The effective date of the exclusion, January 19, 2022, is 20 days after the date of the IG’s December 30, 2021 letter and is established by regulation (42 C.F.R. § 1001.2002(b)); I am bound by that regulation.  IG Ex. 1; 42 C.F.R. § 1005.4(c)(1). 

V.   Conclusion

I affirm the IG’s determination to exclude Petitioner from participating in Medicare, Medicaid, and all other federal health care programs for a five-year minimum period pursuant to 42 U.S.C. § 1320a‑7(a)(1).


Endnotes

1 Petitioner, through counsel, mailed the request for hearing via “FedEx First Overnight” on March 3, 2022.  Inexplicably, the filing was not delivered to the Civil Remedies Division for more than six weeks.

2 The United States filed a single-count information charging both Petitioner and her co-conspirator, Roselia Kubeck, and the IG issued notices of exclusion to both Petitioner and Ms. Kubeck.  Through the same counsel, Petitioner and Ms. Kubeck requested a hearing, and their cases were separately docketed.  Counsel filed identical pre-hearing exchanges for both Petitioner and Ms. Kubeck.  I have issued a separate decision for each petitioner.  See Roselia Kubeck, DAB CR6139 (2022).

3 The IG erroneously referenced P. Ex. 2 (sublease agreement) as P. Ex. 1.  IG Reply at 4.

4 The IG did not request an opportunity to cross-examine the witnesses for whom Petitioner submitted written direct testimony.  IG Reply; see P. Exs. 5-6.

5 My findings of fact and conclusions of law are set forth in italics and bold font.
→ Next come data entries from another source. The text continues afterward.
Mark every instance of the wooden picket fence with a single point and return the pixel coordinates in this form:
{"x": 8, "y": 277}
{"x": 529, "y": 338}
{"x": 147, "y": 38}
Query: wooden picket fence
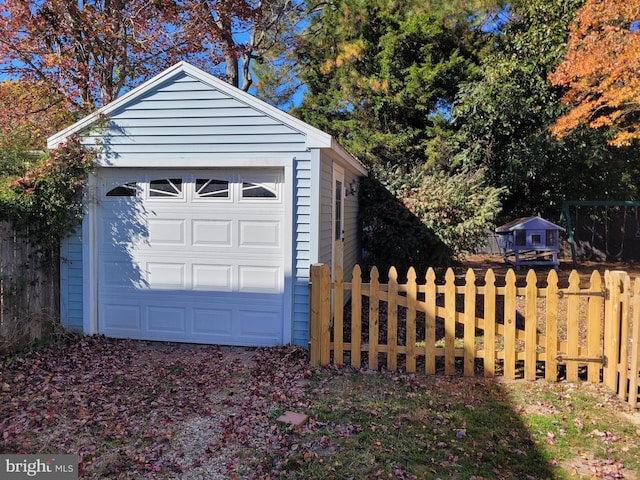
{"x": 578, "y": 332}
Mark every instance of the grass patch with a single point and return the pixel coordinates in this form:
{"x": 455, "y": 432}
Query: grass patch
{"x": 378, "y": 425}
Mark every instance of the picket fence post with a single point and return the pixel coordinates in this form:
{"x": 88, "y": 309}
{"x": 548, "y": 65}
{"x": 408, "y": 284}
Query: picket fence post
{"x": 320, "y": 318}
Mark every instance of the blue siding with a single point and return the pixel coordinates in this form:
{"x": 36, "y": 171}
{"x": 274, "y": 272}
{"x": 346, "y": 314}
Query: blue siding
{"x": 184, "y": 119}
{"x": 187, "y": 119}
{"x": 71, "y": 282}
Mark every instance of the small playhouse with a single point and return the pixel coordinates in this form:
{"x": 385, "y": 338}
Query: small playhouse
{"x": 530, "y": 241}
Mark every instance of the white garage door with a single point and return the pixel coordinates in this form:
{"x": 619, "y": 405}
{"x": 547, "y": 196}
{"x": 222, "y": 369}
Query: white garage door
{"x": 191, "y": 256}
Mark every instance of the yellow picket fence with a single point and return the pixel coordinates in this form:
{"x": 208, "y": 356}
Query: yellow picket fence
{"x": 578, "y": 332}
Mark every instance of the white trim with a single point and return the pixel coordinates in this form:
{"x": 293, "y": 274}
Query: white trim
{"x": 315, "y": 138}
{"x": 90, "y": 247}
{"x": 89, "y": 260}
{"x": 337, "y": 173}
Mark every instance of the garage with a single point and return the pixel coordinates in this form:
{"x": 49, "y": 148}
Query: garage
{"x": 194, "y": 256}
{"x": 203, "y": 215}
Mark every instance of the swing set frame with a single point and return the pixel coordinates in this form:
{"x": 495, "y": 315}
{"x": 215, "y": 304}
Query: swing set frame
{"x": 566, "y": 212}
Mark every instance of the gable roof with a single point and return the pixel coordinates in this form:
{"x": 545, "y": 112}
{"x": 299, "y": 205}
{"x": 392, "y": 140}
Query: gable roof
{"x": 315, "y": 138}
{"x": 523, "y": 223}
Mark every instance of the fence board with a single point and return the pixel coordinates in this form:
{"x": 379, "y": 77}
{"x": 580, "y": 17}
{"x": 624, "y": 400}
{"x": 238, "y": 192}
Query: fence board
{"x": 594, "y": 328}
{"x": 509, "y": 337}
{"x": 489, "y": 324}
{"x": 430, "y": 322}
{"x": 374, "y": 312}
{"x": 625, "y": 332}
{"x": 551, "y": 328}
{"x": 410, "y": 325}
{"x": 530, "y": 326}
{"x": 469, "y": 323}
{"x": 612, "y": 330}
{"x": 392, "y": 320}
{"x": 634, "y": 372}
{"x": 338, "y": 313}
{"x": 356, "y": 316}
{"x": 449, "y": 323}
{"x": 29, "y": 288}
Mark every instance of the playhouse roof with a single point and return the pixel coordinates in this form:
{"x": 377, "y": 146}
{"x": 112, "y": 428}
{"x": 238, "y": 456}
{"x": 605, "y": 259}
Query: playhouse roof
{"x": 528, "y": 223}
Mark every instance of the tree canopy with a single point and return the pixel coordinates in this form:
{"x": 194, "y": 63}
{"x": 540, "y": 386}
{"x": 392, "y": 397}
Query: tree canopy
{"x": 601, "y": 71}
{"x": 502, "y": 121}
{"x": 91, "y": 51}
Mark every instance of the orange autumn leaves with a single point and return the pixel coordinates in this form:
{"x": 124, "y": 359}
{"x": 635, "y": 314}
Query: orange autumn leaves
{"x": 601, "y": 71}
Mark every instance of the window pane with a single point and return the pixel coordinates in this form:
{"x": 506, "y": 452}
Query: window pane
{"x": 210, "y": 188}
{"x": 126, "y": 190}
{"x": 167, "y": 187}
{"x": 255, "y": 190}
{"x": 552, "y": 238}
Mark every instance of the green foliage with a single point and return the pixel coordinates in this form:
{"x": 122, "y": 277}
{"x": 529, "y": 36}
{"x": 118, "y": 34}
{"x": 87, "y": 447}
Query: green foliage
{"x": 391, "y": 235}
{"x": 45, "y": 201}
{"x": 426, "y": 217}
{"x": 379, "y": 71}
{"x": 459, "y": 208}
{"x": 503, "y": 121}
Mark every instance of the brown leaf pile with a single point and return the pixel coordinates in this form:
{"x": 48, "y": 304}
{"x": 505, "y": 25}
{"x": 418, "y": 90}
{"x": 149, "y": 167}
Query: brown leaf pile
{"x": 118, "y": 404}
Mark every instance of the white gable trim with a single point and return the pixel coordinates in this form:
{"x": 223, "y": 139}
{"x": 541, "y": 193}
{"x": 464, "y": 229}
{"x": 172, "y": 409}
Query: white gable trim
{"x": 315, "y": 138}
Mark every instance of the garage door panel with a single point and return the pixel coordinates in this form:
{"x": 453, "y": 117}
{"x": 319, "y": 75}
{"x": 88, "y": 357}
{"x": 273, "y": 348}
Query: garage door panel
{"x": 166, "y": 231}
{"x": 205, "y": 271}
{"x": 118, "y": 317}
{"x": 212, "y": 277}
{"x": 211, "y": 233}
{"x": 121, "y": 274}
{"x": 252, "y": 278}
{"x": 260, "y": 323}
{"x": 165, "y": 319}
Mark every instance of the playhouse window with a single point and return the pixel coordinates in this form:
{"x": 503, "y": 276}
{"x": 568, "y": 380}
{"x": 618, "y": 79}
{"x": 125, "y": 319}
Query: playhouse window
{"x": 258, "y": 190}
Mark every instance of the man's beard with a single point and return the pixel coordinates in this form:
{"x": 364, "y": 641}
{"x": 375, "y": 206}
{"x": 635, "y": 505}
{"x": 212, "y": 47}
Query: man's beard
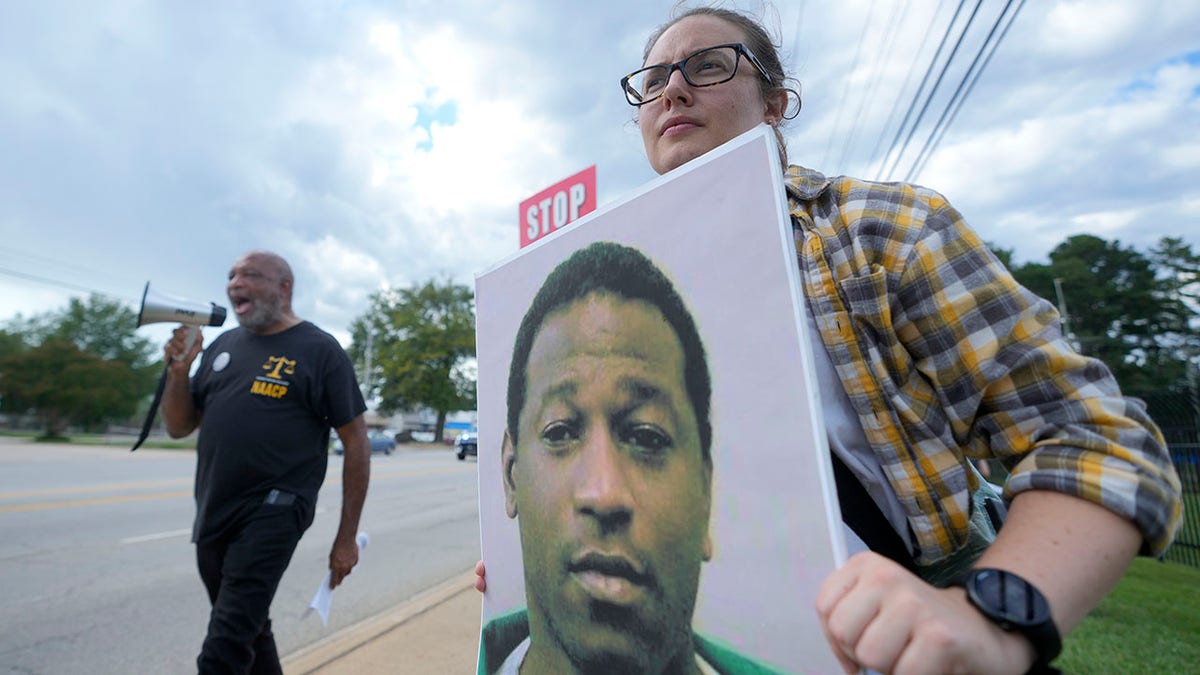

6 While there are slight differences in the wording of Section 1128 of the Act and its codification at 42 U.S.C. § 1320a-7, the two authorities are substantively identical and I refer to them interchangeably.  I further note that the Secretary of the Department of Health and Human Services has delegated to the IG the authority “to suspend or exclude certain health care practitioners and providers of health care services from participation in these programs.”  48 Fed. Reg. 21,662 (May 13, 1983); see also 42 C.F.R. § 1005.1.

7 Because Petitioner did not paginate her two-page brief, I do not provide pinpoint citations.

8 Pursuant to 42 U.S.C. § 1320a-7b(a)(1), it is a criminal offense when an individual “knowingly and willfully makes or causes to be made any false statement or representation of a material fact in any application for any benefit or payment under a Federal health care program.”

9 Pursuant to 18 U.S.C. § 3663, a federal court is authorized to order the payment of restitution to the victim of a crime.